What about the customization (channels, sensors, configuration)?
The point of customization is important. MIC can customize:
-The type of flow sensor
-Channels of flow controllers
-The interfacing fluidic accessories.
-The chip option (commercial recommendation or your own)
Practically, this is what will make the difference between being able to make one sort of pretty demo and having a solid experimental program that can last an actual day.
Is it possible to purchase single instruments rather than a pack?

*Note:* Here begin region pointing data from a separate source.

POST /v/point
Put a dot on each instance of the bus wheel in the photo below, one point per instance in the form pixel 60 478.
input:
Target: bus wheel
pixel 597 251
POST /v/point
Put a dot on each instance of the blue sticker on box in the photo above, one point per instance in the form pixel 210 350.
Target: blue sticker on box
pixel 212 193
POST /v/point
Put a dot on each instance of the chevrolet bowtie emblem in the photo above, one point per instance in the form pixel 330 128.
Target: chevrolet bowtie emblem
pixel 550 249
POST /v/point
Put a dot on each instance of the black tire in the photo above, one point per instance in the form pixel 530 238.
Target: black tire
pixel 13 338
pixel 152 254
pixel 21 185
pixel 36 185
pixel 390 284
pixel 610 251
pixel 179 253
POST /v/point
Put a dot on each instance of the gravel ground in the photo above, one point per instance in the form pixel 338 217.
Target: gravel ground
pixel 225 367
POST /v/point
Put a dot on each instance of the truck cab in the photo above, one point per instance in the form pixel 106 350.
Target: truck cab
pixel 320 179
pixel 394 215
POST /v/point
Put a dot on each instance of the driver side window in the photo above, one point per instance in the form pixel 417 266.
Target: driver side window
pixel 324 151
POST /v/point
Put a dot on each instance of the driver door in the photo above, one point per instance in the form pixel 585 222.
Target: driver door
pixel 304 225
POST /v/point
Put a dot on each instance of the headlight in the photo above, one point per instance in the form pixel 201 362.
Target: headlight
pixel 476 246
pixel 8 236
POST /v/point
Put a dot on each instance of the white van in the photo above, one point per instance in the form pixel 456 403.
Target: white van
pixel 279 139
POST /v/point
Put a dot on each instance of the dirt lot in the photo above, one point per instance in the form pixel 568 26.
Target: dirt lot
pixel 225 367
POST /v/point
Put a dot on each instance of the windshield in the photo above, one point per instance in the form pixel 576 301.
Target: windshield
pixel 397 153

Potentially yes. According to MIC, their instruments are at the beta stage of testing and may be tested as a pack or individually, depending on the structure of their beta testing program. When you already have part of the hardware stack and only require (say) sensing, software, and stage-top incubation, this is the type of conversation you want to have at the beginning, before you reinvent your entire system based on false premises.
What is the relation of this to Horizon Europe / EU collaborative projects?
Many Horizon Europe health and biotech themes have chemotaxis, inflammation, infection, and immune-on-chip themes central to them. A microfluidics-oriented SME partner can leave much of the risk on the engineering side: design of setups, prototyping, chip plan, integration, reproducibility, and the always tedious but deadly-looking bits of fluidic interfacing and validation. And, more realistically, when a consortium has a partner capable of building and testing prototypes (not writing about them), proposals will seem more plausible to evaluators, particularly in packages of work involving technology.